# Compact Fluorescent Recall



## MacGyver (Dec 31, 2004)

I searched & didn't see anything directly related to this so I'll post, just in case it helps anyone.
I think the Globe bulbs are just a Canadian concern, but I'm not sure. If anyone knows for sure please post here, thanks.

From Globe Electric Website: 

Dec 9 statement from Underwriters Laboratory (UL)

A message to our consumers: 

Thank you for inquiring about the Underwriters Laboratories advisory concerning the Globe 13W mini spiral compact fluorescent light bulb. 
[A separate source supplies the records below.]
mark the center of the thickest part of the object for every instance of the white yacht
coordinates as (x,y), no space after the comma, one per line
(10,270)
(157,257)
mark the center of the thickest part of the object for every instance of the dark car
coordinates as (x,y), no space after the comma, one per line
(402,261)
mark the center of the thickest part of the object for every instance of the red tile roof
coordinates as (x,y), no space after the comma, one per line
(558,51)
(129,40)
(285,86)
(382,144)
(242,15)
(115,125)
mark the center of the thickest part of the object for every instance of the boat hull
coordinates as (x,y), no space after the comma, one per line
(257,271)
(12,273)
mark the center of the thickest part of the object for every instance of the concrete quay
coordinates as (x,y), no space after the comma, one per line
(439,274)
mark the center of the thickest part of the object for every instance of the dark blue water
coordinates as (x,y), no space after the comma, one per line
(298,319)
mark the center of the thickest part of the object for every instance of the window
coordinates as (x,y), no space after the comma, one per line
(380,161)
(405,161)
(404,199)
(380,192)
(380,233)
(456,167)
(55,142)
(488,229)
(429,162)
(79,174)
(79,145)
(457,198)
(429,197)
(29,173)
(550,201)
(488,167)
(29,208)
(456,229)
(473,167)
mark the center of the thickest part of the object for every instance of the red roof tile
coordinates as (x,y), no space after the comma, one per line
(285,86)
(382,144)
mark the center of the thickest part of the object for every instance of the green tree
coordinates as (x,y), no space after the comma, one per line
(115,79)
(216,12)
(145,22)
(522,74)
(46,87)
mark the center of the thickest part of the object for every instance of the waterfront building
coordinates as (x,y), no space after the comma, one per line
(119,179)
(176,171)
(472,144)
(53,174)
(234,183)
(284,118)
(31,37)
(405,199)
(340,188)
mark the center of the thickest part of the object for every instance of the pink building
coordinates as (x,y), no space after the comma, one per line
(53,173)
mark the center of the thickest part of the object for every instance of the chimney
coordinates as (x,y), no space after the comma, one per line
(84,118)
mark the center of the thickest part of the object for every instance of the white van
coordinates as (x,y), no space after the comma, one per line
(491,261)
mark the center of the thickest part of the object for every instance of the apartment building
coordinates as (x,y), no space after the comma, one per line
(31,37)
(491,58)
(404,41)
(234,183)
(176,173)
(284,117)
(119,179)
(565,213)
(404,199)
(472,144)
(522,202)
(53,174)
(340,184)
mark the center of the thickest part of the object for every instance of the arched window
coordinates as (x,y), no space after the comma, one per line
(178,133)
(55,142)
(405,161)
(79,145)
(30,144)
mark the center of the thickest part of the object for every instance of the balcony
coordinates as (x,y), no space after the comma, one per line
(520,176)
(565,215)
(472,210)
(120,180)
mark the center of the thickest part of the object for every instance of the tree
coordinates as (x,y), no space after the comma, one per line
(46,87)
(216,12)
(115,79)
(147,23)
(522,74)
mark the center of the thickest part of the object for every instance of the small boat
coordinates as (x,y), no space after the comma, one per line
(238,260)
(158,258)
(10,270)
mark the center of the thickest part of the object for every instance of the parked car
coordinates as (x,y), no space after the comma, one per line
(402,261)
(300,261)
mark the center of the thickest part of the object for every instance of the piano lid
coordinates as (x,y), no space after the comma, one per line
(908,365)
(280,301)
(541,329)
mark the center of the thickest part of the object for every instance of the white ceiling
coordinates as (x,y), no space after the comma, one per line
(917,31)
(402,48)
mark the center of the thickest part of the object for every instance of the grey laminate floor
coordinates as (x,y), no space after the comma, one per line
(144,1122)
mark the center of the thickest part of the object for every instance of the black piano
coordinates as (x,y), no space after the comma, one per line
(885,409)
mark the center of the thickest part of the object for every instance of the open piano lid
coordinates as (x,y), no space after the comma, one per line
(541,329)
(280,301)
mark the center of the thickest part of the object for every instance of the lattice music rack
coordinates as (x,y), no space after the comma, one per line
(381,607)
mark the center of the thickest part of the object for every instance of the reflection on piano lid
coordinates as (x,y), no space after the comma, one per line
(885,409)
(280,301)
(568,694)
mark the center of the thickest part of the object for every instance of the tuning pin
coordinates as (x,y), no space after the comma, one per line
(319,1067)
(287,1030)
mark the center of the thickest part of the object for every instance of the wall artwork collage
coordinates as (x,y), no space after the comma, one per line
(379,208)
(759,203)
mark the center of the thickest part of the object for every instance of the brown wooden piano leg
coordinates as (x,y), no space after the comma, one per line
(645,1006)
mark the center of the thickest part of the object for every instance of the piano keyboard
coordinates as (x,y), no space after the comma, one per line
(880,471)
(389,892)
A production error occurred in a small amount of 13 W compact fluorescent bulbs during 2002 and the first three months of 2003 by Fujian Joinluck Enterprise Co. Ltd., our manufacturing partner and the leading manufacturer of compact fluorescent bulbs in China. These bulbs were produced with a non-compliant internal component. In compliance with UL safety standards, this bulb is made with a fire retardant plastic casing, which is designed to prevent the product from igniting. The manufacturer has assured that the only bulbs affected by this error are the 13W mini spiral compact fluorescent bulbs manufactured from January 2002 through April 2003 bearing the following date codes: 

0202 
BH073 
BH1303 
BH342 

0402
BH0803 
BH1402 
BH3502 

BH0103 
BH0903 
BH1403 
BH4102 

BH0203 
BH1003 
BH1503 
BH4802 

BH0403 
BH103 
BH1603 
BH4902 

BH043 
BH1103 
BH1703 
BH492 

BH052 
BH113 
BH183 
BH5002 

BH0603 
BH1203 
BH193 
BH5102 

BH0702 
BH123 
BH2002 
BH512 

BH072 
BH1302 
BH203 
BH5202 

The date code is found on the base of the bulb to the right of the Globe logo, as shown here. Only those 13 watt mini spiral bulbs with the aforementioned date codes may be defective. 
13 watt mini spiral bulbs bearing the new Globe logo are NOT affected.
*(*The website listed above shows pictures here assisting identification*)*

If you have 13W CFL bulbs in your home bearing one of the above mentioned codes, please send us the date codes on your bulbs and the quantity, along with your full name, street address and phone number to [email protected] or call 1-800-361-6761. We will gladly replace each affected bulb with two free bulbs. When UPS delivers these replacements, they will pick up the bulbs you are returning, so please have them packaged and ready for pick up. 

It has been stated that the 13W mini spiral bulb model bore an “unauthorized UL mark”. This is standard terminology as the bulb contained a component that UL did not evaluate. This is highly exceptional. All Globe Electric products are manufactured to the highest standards and are UL approved.

We sincerely apologize for any inconvenience this may has caused. Rest assured that Globe stands behind all of its products and will continue to do its utmost to ensure that all products distributed by Globe meet the highest standards of safety and quality. 

*Other Reference:*
http://thunderbay.indymedia.org/news/2004/12/16957.php

http://www.cbc.ca/consumers/market/recalls/reclfull/2004/3dec2004.html

Also, my searching turned up a few other recalls issued like this one:
http://www.recall-warnings.com/cpsc-content-05-05064.html

If anyone has any more information, or has any affected bulbs, please share.
A co-worker I emailed about this on Wed has two of the listed ones.
I didn't have any with the date codes listed, so guess I don't get any free replacements...or my house burning down either though /ubbthreads/images/graemlins/eek.gif

Hope this helps someone /ubbthreads/images/graemlins/smile.gif


----------